Needs to be ordered in a court of law.
Tax LevyA much more serious way of taking/seizing one’s property forcefully to pay to satisfy the tax debt.
Does not need to go through an appeal in a court of law but only send a notice of intent.
This will be imposed on those people who have failed to make tax payments or work out an arrangement for the tax payment.

Who Can Place a Lien on Your Property?

Virtually anyone you owe money to can place a lien on your property. In the case of a mortgage or auto loan, the creditor puts a lien on the property right from the start, and the lien remains in place until the outstanding balance is paid. Others who may put a lien on your property include but are not limited to:

  1. Bank or credit union
  2. Car dealership
  3. Car lease company
  4. Civil, criminal, or family court
  5. Contractors, vendors, and repairmen
  6. Internal Revenue Service
  7. Mortgage lender

If you are late on your payments,. Filing for bankruptcy won't remove most liens or prevent a levy from encumbering your assets.

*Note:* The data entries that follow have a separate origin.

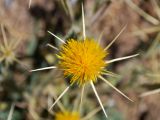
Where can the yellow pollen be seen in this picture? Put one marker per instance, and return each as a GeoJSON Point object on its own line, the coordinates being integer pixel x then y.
{"type": "Point", "coordinates": [67, 116]}
{"type": "Point", "coordinates": [83, 60]}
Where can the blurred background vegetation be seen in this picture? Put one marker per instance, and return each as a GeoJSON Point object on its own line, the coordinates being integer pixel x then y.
{"type": "Point", "coordinates": [30, 94]}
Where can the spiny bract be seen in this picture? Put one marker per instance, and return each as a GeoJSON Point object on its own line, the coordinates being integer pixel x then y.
{"type": "Point", "coordinates": [82, 60]}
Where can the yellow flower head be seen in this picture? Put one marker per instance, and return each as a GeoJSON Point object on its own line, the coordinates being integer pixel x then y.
{"type": "Point", "coordinates": [82, 60]}
{"type": "Point", "coordinates": [67, 116]}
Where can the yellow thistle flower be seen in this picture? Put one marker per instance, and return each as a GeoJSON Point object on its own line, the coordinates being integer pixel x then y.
{"type": "Point", "coordinates": [83, 60]}
{"type": "Point", "coordinates": [67, 116]}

What Happens if You Don't Pay the Lien?

Not only can a lien seriously damage your credit score, but can also open the door to a levy that can lead to forfeiture of your car, house, or other assets. If a lien is not paid off, the creditor may exercise their right to file a levy and sell your property, explains Investopedia.

Can You Fight a Lien on Your Own?

There are several ways to fight a lien, and none of them are much fun. Some creditors will negotiate a payment plan with you, others may not. You may be able to negotiate a reduction in your loan amount, but there's no guarantee it will work. You can even file a claim in court if you think the lien was placed in error. If a creditor refuses to remove a bogus lien, DoNotPay can file your complaint in small claims court.

A Better, Surer Way to Fight a Lien and Prevent a Levy

DoNotPay understands what a hassle it can be to deal with a creditor, especially when they have a lien on your house, car, or other assets. That's why we invented a DoNotPay product designed specifically to remove liens. It's easy to use and a lot less trouble than trying to fight a lien by yourself.

Here's all you have to do:

  1. Search for remove my lien on DoNotPay.


  2. Start our Remove My Lien product.


  3. Answer some questions about your specific lien and let us help you craft a letter to your creditor to resolve the issue.


That's really all there is to it! Once we have your details, our artificial intelligence robot lawyer will write an effective letter and make sure it gets to the right place. Once that task is accomplished, you should hear from the creditor within 14 days.